CAD research needs better benchmarks in order to remain relevant and productive. These benchmarks should have size and diversity similar to ASICs designed in industry. Vertical benchmarks, which include multiple levels of representation, allows benchmarks to be used by more CAD researchers and allow researchers at a particular level to evaluate the effects of innovations on the entire design flow. Finally, research into IP-based design and systems-on-achip require large, well-documented vertical benchmarks.

Development of two more vertical benchmarks is currently ongoing. These circuits are an ARM-like processor core and an FIR filter engine ASIC from MITRE Corporation. All designs will have a parallel structure to the CMU-DSP, including multiple levels of representations, system level performance metrics, and a testing methodology. All benchmarks will be available on the WWW. We are also developing a public domain standard cell library so that all physical design information can be made public.

Our long-term plan is to maintain a bibliography of usage of our design referenced in other papers.

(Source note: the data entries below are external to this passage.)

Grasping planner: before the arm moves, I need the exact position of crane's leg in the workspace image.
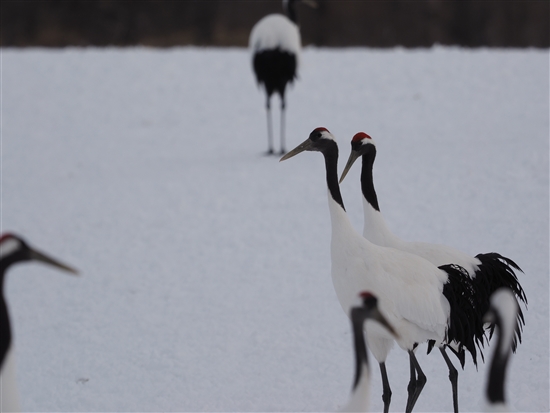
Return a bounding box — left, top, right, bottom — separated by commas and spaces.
280, 96, 286, 155
405, 350, 427, 413
379, 362, 392, 413
266, 96, 274, 155
406, 353, 417, 413
440, 347, 459, 413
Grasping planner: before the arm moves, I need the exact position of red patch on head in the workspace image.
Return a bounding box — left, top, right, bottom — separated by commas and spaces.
0, 233, 16, 244
352, 132, 372, 142
359, 291, 376, 300
314, 127, 329, 133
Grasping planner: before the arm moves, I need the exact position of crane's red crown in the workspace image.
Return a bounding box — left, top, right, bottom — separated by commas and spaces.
352, 132, 372, 142
359, 291, 376, 300
313, 127, 329, 133
0, 233, 17, 244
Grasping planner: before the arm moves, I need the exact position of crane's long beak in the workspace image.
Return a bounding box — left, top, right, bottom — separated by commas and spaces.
279, 138, 313, 162
30, 249, 79, 275
370, 307, 399, 339
339, 149, 361, 184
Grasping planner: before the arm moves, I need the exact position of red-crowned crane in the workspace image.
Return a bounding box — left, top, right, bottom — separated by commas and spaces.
0, 233, 77, 412
280, 127, 485, 413
341, 291, 397, 412
249, 0, 316, 155
483, 288, 518, 412
339, 132, 528, 412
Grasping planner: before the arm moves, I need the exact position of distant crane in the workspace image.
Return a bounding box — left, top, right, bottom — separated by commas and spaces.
342, 291, 397, 412
483, 288, 519, 412
339, 131, 528, 412
249, 0, 316, 155
280, 128, 485, 413
0, 233, 77, 412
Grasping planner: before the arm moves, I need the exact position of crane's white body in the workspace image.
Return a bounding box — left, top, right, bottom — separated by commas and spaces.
361, 197, 481, 276
328, 190, 450, 361
1, 346, 21, 412
249, 14, 301, 60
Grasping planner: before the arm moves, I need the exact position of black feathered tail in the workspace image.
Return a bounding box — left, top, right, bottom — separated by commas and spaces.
440, 264, 487, 367
473, 252, 527, 352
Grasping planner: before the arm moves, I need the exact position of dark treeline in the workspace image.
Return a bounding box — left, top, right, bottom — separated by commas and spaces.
2, 1, 548, 48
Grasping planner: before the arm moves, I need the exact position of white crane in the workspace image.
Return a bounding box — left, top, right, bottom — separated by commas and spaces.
280, 128, 485, 413
0, 233, 77, 412
483, 288, 519, 412
342, 291, 397, 412
249, 0, 316, 155
339, 131, 528, 411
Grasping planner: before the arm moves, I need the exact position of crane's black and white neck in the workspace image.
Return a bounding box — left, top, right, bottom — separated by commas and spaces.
483, 288, 518, 412
0, 233, 78, 412
249, 0, 316, 155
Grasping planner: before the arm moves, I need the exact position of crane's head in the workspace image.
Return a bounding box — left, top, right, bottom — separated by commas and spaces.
279, 127, 336, 161
0, 233, 78, 275
351, 291, 398, 338
339, 132, 377, 183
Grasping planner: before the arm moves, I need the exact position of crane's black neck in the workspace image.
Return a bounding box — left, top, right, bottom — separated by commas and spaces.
350, 307, 369, 391
322, 141, 346, 211
0, 265, 12, 371
486, 313, 509, 405
284, 0, 298, 23
361, 148, 380, 212
0, 260, 14, 289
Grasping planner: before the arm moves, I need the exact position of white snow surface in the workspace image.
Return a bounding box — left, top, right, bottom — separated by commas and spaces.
0, 46, 548, 412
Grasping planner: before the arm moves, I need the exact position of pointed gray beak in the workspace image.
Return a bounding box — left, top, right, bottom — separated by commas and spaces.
370, 307, 399, 339
339, 149, 361, 184
279, 138, 314, 162
30, 249, 79, 275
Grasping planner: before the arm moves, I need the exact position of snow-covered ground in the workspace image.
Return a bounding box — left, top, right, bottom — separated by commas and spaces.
1, 46, 548, 412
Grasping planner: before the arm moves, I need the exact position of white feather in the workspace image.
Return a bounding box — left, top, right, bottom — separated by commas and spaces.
249, 14, 301, 63
328, 190, 450, 357
362, 199, 481, 275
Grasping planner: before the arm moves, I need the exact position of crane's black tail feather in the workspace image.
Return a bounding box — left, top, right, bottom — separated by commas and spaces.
440, 264, 486, 367
474, 253, 527, 352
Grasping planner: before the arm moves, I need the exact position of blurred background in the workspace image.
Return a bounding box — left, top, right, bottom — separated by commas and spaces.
2, 0, 548, 48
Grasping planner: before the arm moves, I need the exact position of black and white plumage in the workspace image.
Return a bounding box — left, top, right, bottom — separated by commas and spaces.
249, 0, 316, 155
0, 233, 77, 412
341, 291, 397, 412
281, 128, 484, 413
483, 288, 519, 412
339, 132, 528, 411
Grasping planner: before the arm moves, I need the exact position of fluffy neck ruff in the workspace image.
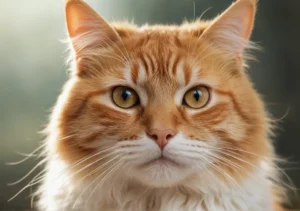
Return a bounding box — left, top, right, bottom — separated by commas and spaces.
38, 159, 275, 211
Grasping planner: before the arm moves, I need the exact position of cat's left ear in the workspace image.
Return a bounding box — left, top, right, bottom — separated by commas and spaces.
200, 0, 257, 55
65, 0, 120, 53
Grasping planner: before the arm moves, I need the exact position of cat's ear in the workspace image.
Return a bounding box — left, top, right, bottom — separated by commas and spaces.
200, 0, 257, 55
65, 0, 120, 52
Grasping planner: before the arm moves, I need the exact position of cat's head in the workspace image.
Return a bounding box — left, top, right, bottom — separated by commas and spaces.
51, 0, 272, 189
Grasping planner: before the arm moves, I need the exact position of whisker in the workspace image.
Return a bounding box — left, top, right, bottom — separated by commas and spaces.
208, 152, 259, 182
8, 170, 45, 202
191, 152, 244, 193
52, 145, 117, 180
65, 149, 118, 181
73, 155, 123, 210
28, 168, 48, 186
85, 160, 124, 209
6, 144, 46, 166
8, 159, 47, 186
211, 147, 298, 192
215, 144, 285, 162
34, 146, 119, 202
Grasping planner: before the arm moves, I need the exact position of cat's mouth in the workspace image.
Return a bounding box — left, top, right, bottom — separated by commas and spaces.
141, 155, 181, 168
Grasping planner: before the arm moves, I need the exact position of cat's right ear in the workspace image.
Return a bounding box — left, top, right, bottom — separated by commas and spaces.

Our intention is to let people in the EDA community have a central resource for the use of our designs and the ability to easily find and reference future works based on it or referenced to it. This bibliography will also be available from the CMU web site.

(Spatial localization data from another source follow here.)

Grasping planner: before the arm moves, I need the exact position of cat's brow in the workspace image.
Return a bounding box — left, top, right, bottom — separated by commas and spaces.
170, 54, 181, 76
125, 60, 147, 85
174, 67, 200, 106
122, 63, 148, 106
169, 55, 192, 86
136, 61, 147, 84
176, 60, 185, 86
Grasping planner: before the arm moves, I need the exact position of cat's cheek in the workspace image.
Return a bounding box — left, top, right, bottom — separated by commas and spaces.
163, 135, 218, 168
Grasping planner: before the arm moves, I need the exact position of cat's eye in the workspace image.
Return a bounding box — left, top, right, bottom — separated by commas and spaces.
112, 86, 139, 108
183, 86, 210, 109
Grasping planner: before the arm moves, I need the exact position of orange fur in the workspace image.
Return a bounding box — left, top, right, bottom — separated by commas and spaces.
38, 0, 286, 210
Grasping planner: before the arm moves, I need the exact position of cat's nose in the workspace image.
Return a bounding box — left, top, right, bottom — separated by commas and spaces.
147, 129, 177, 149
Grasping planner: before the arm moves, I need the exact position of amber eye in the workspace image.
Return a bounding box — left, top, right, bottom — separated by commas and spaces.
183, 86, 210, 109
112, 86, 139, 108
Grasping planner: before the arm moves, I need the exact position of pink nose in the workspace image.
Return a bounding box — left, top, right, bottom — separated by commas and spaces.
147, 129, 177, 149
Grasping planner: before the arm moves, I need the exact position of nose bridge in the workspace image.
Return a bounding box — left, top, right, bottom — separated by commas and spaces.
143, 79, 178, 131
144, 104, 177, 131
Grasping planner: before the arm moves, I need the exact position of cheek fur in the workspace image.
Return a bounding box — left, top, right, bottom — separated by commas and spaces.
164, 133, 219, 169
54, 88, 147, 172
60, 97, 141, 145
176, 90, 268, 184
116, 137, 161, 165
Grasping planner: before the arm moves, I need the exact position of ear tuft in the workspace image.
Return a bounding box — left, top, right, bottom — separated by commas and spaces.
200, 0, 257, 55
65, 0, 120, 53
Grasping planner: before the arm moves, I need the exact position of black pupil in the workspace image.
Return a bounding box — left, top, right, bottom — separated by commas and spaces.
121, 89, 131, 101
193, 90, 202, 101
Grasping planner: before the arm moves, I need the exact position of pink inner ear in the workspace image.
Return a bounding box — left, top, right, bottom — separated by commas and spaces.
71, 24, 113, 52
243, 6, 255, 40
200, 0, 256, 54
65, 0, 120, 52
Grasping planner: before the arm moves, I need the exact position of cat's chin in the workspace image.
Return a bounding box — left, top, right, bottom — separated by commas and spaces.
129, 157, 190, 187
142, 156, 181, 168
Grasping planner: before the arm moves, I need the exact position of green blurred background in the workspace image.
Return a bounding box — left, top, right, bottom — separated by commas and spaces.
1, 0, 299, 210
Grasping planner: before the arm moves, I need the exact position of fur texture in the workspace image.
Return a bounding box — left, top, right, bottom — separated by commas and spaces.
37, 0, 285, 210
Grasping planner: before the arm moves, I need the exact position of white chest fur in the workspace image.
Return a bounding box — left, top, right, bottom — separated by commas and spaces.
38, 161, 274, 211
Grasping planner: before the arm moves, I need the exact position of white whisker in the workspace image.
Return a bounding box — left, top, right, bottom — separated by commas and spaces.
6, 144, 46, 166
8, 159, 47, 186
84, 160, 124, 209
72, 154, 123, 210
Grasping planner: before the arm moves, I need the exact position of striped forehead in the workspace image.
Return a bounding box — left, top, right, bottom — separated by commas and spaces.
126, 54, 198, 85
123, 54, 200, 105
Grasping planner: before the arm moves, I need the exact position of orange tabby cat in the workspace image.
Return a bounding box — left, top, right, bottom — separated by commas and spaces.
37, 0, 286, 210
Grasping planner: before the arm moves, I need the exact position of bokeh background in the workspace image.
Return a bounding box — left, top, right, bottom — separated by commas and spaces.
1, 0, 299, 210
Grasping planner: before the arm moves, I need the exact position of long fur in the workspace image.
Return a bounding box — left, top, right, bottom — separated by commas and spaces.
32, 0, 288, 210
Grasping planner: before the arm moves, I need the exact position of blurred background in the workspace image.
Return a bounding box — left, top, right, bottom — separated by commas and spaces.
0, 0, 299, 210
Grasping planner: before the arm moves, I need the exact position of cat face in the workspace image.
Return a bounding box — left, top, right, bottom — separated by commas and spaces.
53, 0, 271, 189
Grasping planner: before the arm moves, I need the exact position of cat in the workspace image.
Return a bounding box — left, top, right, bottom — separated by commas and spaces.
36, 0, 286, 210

**Table 2: Design Information** 

|                   | 0                |                 |
|-------------------|------------------|-----------------|
| Component         | Lines of Verilog | Number of Gates |
| AGU               | 8672             | 5011            |
| ALU               | 4434             | 6395            |
| PCU               | 2226             | 2711            |
| <b>Bus Switch</b> | 868              | 433             |
| Total             | 16200            | 14550           |
|                   |                  |                 |

# 8. Acknowledgments

This work was supported by DARPA under order number A564 and National Science Foundation Grant Number MIP90408457. The authors would like to thank Nitzan Weinberg for his work on the CMU-DSP.

# 9. References

- F. Brglez, D. Bryan, K. Kozminski. "Combinational Profiles of Sequential Benchmark Circuits", ISCAS '89, pp. 1929-1934, 1989.
- [2] J. Darnauer and W. Dai, "A Method for Generating Random CIrcuits and Its Application to Routability Measurement", in 4th ACM/SIGDA Int'l Symp. on FPGAs, pp. 66-72, Feb. 1996.
- [3] N. Dutt. "Current Status of HLSW Benchmarks and Guidelines for Benchmark Submission", *HLSynth '92 Benchmark*, Sept. 1992.
- [4] M. D. Hutton, J. P. Grossman, J. S. Rose, and D. G. Corneil, "Characterization and Parameterized Random Generation of Digital Circuits," in 33rd ACM/SIGDA Design Automation Conference (DAC), pp. 94-99, June, 1996.
- [5] Motorola Corporation, DSP56000 Digital Signal Processor Family Manual. 1995.
- [6] Programmable Electronics Performance Corporation, URL: <u>http://www.prep.org/synth.htm</u>.
- [7] System Performance Evaluation Corporation (SPEC), SPEC CPU95 Version 1.1, URL: <u>http://www.spec.org</u>, August 21, 1995.
- [8] S. Yang. "Logic Synthesis and Optimization Benchmarks User Guide, Version 3.0", Microelectronics Center of North Carolina, Research Triangle Park, NC, Jan. 1991.